Cumulative debug-kernel: ~30 million operations through post-1009; post-1014a adds another ~14 million ntsync ops (channel SEND_PI hit ~21x more than the post-1012 validation window), zero KASAN splats, zero dmesg matches for BUG/KASAN/Oops/use-after-free/lockdep/warn.

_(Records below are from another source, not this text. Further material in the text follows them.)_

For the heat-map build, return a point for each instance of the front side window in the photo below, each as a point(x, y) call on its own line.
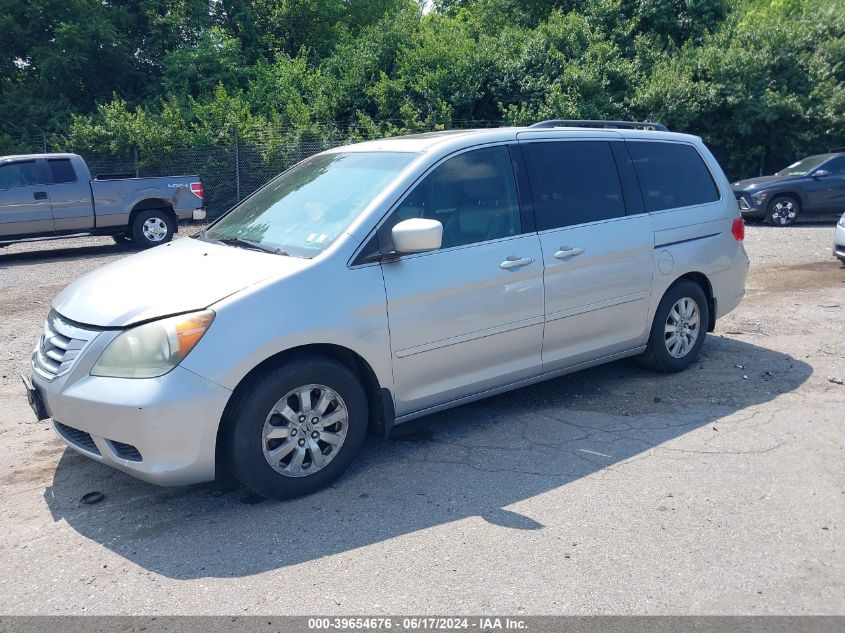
point(22, 174)
point(671, 175)
point(306, 208)
point(473, 196)
point(574, 182)
point(801, 167)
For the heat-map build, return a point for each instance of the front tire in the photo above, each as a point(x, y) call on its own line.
point(153, 227)
point(296, 428)
point(123, 239)
point(782, 211)
point(679, 328)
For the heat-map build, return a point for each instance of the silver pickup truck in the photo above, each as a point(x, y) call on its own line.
point(49, 196)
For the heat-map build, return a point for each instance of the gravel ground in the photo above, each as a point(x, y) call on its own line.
point(615, 490)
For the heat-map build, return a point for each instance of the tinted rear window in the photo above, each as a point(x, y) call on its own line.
point(21, 174)
point(61, 171)
point(573, 182)
point(671, 175)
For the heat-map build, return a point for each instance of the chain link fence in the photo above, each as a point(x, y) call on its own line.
point(230, 169)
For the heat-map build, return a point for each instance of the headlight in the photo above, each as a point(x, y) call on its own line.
point(153, 349)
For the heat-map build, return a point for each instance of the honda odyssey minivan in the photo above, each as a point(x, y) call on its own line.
point(379, 282)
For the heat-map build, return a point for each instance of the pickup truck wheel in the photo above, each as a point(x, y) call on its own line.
point(294, 429)
point(152, 228)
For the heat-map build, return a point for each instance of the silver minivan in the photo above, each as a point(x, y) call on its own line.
point(379, 282)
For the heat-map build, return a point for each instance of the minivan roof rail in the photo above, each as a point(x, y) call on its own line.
point(627, 125)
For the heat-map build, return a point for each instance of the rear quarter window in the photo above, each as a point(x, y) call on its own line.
point(61, 171)
point(671, 175)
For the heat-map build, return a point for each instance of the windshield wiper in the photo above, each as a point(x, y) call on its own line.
point(242, 243)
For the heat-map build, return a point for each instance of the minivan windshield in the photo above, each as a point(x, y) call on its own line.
point(802, 166)
point(306, 208)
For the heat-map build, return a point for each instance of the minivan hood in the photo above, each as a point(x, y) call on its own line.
point(181, 276)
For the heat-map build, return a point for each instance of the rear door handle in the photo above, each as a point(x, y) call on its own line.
point(515, 261)
point(566, 251)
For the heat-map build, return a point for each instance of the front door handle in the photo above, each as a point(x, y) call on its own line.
point(515, 261)
point(566, 251)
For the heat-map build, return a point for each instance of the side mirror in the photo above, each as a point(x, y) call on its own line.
point(417, 235)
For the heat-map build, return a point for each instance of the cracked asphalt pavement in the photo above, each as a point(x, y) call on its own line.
point(720, 490)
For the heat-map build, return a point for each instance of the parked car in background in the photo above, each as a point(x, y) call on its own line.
point(839, 240)
point(49, 196)
point(813, 185)
point(379, 282)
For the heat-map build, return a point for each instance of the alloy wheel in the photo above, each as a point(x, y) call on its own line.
point(682, 327)
point(154, 229)
point(305, 430)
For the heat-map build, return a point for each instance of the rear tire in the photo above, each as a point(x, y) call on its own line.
point(679, 328)
point(153, 227)
point(782, 211)
point(281, 448)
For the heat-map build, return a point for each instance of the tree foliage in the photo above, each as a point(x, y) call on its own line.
point(763, 81)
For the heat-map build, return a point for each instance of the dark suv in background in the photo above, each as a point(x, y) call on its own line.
point(813, 185)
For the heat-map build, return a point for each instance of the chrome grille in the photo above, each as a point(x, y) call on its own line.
point(59, 346)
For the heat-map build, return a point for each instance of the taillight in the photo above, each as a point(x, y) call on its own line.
point(738, 229)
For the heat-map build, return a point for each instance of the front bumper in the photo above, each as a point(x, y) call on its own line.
point(839, 242)
point(162, 430)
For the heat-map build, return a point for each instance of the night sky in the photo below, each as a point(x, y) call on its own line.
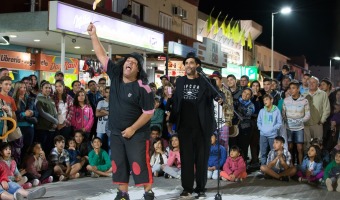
point(312, 29)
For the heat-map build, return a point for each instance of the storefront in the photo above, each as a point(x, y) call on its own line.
point(20, 64)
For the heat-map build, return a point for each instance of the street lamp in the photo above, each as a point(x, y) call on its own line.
point(330, 66)
point(285, 11)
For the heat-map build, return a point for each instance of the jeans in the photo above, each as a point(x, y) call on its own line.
point(265, 144)
point(213, 174)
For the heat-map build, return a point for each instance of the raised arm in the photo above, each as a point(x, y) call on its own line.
point(97, 45)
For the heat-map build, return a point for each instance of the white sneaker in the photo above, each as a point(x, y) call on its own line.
point(329, 184)
point(35, 182)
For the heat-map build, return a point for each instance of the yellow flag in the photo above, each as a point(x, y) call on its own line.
point(250, 41)
point(216, 27)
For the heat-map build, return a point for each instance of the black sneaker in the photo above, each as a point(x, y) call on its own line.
point(284, 178)
point(201, 195)
point(122, 196)
point(149, 195)
point(185, 195)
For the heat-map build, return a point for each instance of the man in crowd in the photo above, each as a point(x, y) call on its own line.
point(319, 111)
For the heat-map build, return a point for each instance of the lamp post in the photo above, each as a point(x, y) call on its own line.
point(285, 10)
point(330, 66)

Production validation after aggregate-wait and burst-drain

The aggregate-wait consumer path was validated on the production kernel/userspace pair rather than only in isolation:

native suite: 3 PASS / 0 FAIL
test-aggregate-wait 9/9 PASS
aggregate-wait kitchen-sink: 86,528 wakes / 0 timeouts / 0 errors
channel notify-only wake path PASS
channel PI propagation while blocked in aggregate-wait PASS
dispatcher-burst in the PE matrix gives a reproducible A/B for the dispatcher path itself; burst ops/sec is 841,765 with TRY_RECV2 on vs 555,567 with TRY_RECV2 off (+34% / 1.5x)
aggregate-wait gamma dispatcher default-on under Ableton PASS
async create_file plus TRY_RECV2 under Ableton PASS
dmesg clean after 30k stress + native suite

This matters because 1010 is load-bearing only when the userspace dispatcher is actually blocked inside it. The build result therefore includes both the syscall itself and the post-1010 wake/boost ordering fixes.

Mixed-load-stress detail

13-thread/300s soak across every ntsync path concurrently against a single dev_fd:

1 audio waiter (Tier B FIFO): wait_any on (event, mutex) multi-obj
3 UI signalers: mix EVENT_SET_PI / SET / RESET / mutex acq+rel
3 channel senders: SEND_PI loop
3 channel recvers: RECV -> REPLY loop
1 registrar: REGISTER/DEREGISTER churn
1 churner: pthread_kill SIGUSR1 random workers (Ableton thread-restart pattern)

Operation totals:

Path	Ops	Notes
audio multi-obj waits	8,757,969	100% wake rate
ui EVENT_SET_PI	139,513
ui EVENT_SET / RESET / PULSE	46,506 / 23,181 / 23,324
ui mutex acq=rel	137,297 / 137,297	perfect
chan SEND_PI / REPLY	308,546 / 308,548	perfect after 30 benign races
chan REGISTER / DEREGISTER	730,985 / 365,492
sem release/acquire/read	136,683 / 180,063 / 180,064
wait_all 3-obj acq=rel	71,855 / 71,855	perfect
syscall errors	0
KASAN/KCSAN splats	0
module refcnt post-soak	0

Production-kernel revalidation

After cross-build to the production kernel 6.19.11-rt1-1-nspa (no debug instrumentation, throughput 5x-149x higher than debug):

Layer	Run	Result	Ops
1 native sanity	run-rt-suite.sh native	3/3 PASS	small
1 stress	event-set-pi 60s 8x8	PASS	~158M
1 stress	mutex-pi 30s 8h+4mtx	PASS	~12M
1 stress	channel 30s 4x4	PASS	~52M
1 stress	mixed-load 300s 13 workers	PASS	~145M
2 PE matrix	nspa_rt_test.exe baseline+rt	32 PASS / 0 FAIL / 0 TIMEOUT	n/a

Cumulative on the production kernel: post-channel-entry baseline ~370 M ops, then aggregate-wait, then burst drain, then the receive snapshot and dedicated-cache hardening carries, and the wait-queue cache plus full cache isolation; 0 syscall errors, 0 dmesg splats, refcnt=0 post-soak.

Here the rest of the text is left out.